Les établissements scolaires qui stressent les enfants en leur mettant une énorme pression (totalement inutile) ont des listes d’attente alors que l’on sait très bien que ce type de pédagogie provoque des dépressions, des phobies scolaires (de plus en plus nombreuses), de nombreux cas d’anorexie voire même de suicide… et en tout état de cause des jeunes qui perdent l’enthousiasme d’apprendre et d’être heureux d’aller à l’école.
Et sans parler des élèves soit disant en « échec scolaire » qui collectionnent des mauvaises notes, des punitions, des humiliations en public, etc… Comment ceux-là pourraient-ils être optimistes ? D’autant plus que comme le dit si bien l’article, les enseignants s’arrêtent à la mauvaise note, sans redonner une chance à l’élève, sans essayer de lui expliquer différemment et surtout sans se remettre en question.

Dans notre établissement, les élèves ont toujours des chances supplémentaires s’ils n’ont pas bien appris une leçon ou pas réussi à faire un devoir. Les professeurs sont prêts à donner davantage pour que le jeune comprenne ce qui lui est demandé. Des techniques différentes peuvent être adoptées pour aider les élèves à progresser et surtout à prendre confiance en eux.

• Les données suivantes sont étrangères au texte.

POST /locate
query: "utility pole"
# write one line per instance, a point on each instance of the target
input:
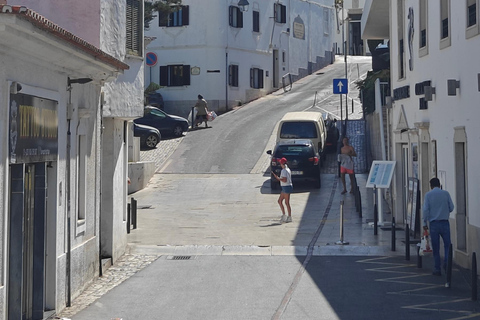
(344, 127)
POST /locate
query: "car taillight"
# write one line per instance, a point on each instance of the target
(314, 160)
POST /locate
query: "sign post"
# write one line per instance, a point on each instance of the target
(380, 177)
(151, 60)
(340, 86)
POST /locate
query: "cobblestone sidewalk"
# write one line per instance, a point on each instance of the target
(124, 268)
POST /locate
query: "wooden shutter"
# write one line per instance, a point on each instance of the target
(284, 13)
(185, 15)
(164, 76)
(134, 27)
(256, 21)
(252, 82)
(230, 15)
(162, 20)
(239, 18)
(186, 75)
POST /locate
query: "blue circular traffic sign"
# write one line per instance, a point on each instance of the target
(151, 58)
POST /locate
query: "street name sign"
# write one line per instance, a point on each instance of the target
(381, 173)
(151, 58)
(340, 86)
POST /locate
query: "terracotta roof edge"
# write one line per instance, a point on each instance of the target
(47, 25)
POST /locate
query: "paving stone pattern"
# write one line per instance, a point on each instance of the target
(124, 268)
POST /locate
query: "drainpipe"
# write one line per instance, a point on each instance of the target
(99, 177)
(226, 79)
(69, 242)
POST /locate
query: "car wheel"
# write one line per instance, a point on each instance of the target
(177, 131)
(318, 183)
(151, 141)
(274, 185)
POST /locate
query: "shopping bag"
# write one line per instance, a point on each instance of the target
(211, 116)
(425, 245)
(189, 118)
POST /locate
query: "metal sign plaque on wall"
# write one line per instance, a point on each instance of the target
(33, 132)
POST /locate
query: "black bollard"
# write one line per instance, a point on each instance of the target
(393, 233)
(359, 202)
(449, 267)
(474, 277)
(128, 217)
(419, 257)
(407, 242)
(134, 213)
(193, 117)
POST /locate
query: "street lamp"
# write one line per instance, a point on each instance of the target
(243, 4)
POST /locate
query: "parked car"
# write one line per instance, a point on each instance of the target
(167, 124)
(332, 134)
(302, 159)
(303, 125)
(149, 136)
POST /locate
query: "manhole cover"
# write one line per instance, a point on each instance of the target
(179, 257)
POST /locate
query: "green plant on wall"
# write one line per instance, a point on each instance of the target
(152, 87)
(165, 7)
(367, 88)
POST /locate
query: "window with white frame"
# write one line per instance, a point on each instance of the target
(175, 75)
(473, 27)
(134, 26)
(423, 21)
(401, 42)
(235, 17)
(256, 21)
(326, 21)
(81, 176)
(280, 13)
(256, 78)
(233, 75)
(179, 17)
(444, 23)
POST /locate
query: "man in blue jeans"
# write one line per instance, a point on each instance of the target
(436, 211)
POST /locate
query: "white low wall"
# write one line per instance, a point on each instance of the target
(140, 174)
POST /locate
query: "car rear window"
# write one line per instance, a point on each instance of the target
(285, 151)
(298, 130)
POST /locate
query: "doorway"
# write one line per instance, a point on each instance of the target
(26, 280)
(461, 196)
(275, 69)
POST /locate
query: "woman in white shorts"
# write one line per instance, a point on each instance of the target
(287, 188)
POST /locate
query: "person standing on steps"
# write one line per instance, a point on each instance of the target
(437, 206)
(346, 165)
(287, 188)
(202, 111)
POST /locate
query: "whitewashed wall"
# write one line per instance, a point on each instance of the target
(457, 61)
(208, 42)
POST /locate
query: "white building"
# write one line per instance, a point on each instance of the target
(348, 28)
(211, 47)
(435, 84)
(70, 81)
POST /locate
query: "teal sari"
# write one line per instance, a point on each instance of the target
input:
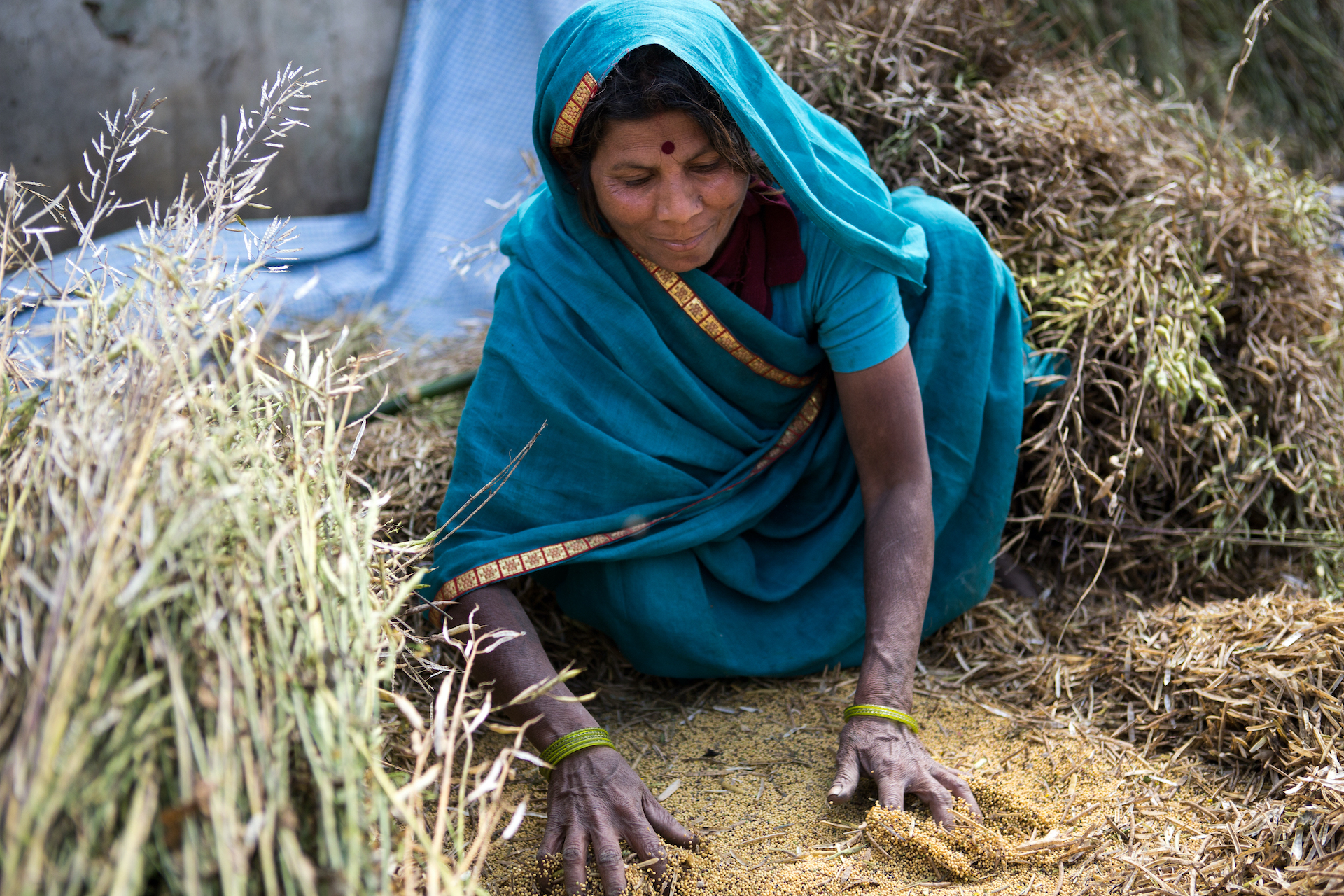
(691, 491)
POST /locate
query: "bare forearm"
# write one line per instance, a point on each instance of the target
(898, 566)
(518, 665)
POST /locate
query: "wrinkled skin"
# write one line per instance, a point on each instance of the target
(892, 755)
(596, 801)
(672, 209)
(675, 209)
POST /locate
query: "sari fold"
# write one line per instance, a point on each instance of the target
(692, 492)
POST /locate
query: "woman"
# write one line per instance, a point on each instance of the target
(781, 409)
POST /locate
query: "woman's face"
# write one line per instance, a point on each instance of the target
(664, 190)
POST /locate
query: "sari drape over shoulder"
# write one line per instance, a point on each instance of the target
(692, 492)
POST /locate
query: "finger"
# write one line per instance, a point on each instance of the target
(666, 825)
(575, 859)
(847, 776)
(891, 786)
(610, 867)
(936, 797)
(647, 844)
(958, 786)
(547, 856)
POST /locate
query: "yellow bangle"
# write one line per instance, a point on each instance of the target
(571, 743)
(882, 713)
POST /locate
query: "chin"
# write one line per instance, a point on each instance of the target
(679, 264)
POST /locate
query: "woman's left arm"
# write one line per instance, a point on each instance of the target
(885, 421)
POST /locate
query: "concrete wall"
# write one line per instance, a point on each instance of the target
(62, 62)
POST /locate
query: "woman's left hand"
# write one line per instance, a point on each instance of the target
(891, 754)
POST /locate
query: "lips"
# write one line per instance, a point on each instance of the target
(683, 245)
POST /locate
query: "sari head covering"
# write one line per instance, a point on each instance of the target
(692, 492)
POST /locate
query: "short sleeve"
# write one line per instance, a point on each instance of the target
(863, 324)
(851, 308)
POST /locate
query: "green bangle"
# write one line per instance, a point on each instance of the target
(571, 743)
(883, 713)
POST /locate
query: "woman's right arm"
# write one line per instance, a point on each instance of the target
(594, 797)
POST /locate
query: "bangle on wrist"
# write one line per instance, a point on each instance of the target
(882, 713)
(571, 743)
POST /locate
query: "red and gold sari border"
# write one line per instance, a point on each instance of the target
(714, 328)
(550, 555)
(569, 118)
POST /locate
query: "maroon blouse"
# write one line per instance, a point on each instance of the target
(762, 250)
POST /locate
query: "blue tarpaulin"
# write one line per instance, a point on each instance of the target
(451, 159)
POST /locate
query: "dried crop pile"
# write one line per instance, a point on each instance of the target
(1186, 281)
(201, 657)
(1078, 796)
(1247, 685)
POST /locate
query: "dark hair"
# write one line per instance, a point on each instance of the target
(645, 83)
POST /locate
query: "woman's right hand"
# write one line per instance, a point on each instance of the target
(594, 801)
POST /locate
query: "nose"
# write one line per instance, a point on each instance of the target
(679, 199)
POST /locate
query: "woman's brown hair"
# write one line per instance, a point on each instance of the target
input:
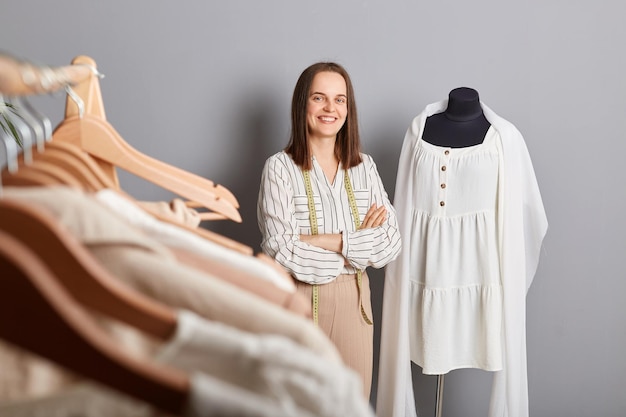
(348, 144)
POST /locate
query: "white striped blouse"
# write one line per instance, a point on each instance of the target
(283, 214)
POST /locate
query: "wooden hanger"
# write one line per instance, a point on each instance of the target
(92, 133)
(40, 316)
(82, 275)
(60, 158)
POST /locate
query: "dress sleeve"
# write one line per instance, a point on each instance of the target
(377, 246)
(281, 237)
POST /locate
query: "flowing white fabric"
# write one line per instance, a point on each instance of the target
(521, 226)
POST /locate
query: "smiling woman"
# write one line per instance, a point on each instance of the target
(324, 214)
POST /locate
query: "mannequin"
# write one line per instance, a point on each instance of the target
(472, 222)
(462, 124)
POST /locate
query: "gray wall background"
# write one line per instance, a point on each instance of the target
(206, 86)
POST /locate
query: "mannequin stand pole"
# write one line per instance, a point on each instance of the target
(439, 404)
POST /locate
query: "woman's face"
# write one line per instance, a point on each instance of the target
(327, 105)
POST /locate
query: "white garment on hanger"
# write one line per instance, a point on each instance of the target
(273, 367)
(232, 373)
(172, 235)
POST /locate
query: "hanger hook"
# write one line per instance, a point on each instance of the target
(93, 69)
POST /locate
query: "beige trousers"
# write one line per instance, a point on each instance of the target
(340, 318)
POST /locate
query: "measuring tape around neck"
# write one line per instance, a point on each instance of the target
(314, 231)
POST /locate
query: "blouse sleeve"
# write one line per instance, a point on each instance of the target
(377, 246)
(281, 237)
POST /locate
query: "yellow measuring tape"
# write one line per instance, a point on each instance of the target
(314, 231)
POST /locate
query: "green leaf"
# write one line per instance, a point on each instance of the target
(8, 126)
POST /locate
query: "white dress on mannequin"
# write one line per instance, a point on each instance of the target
(503, 223)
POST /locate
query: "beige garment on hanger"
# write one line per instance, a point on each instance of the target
(154, 270)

De plus, j’essaie toujours de favoriser par tous les moyens l’acquisition de la confiance en eux et en leur avenir. Combien d’élèves arrivent en me disant : « les professeurs m’ont dit que je ne ferai jamais rien de ma vie », « que je suis un bon à rien », « que je ne pourrai jamais réaliser mon rêve », « qu’il ne faut pas que je choisisse cette voie car je ne trouverai pas d’emploi », etc…
Comment peut-on casser les rêves des jeunes comme ça ? Comment imaginer qu’ils seront plus tard des adultes optimistes ?
Pour ma part, je leur explique toujours que s’ils ont un rêve, une passion, ils réussiront forcément et tout sera possible pour eux.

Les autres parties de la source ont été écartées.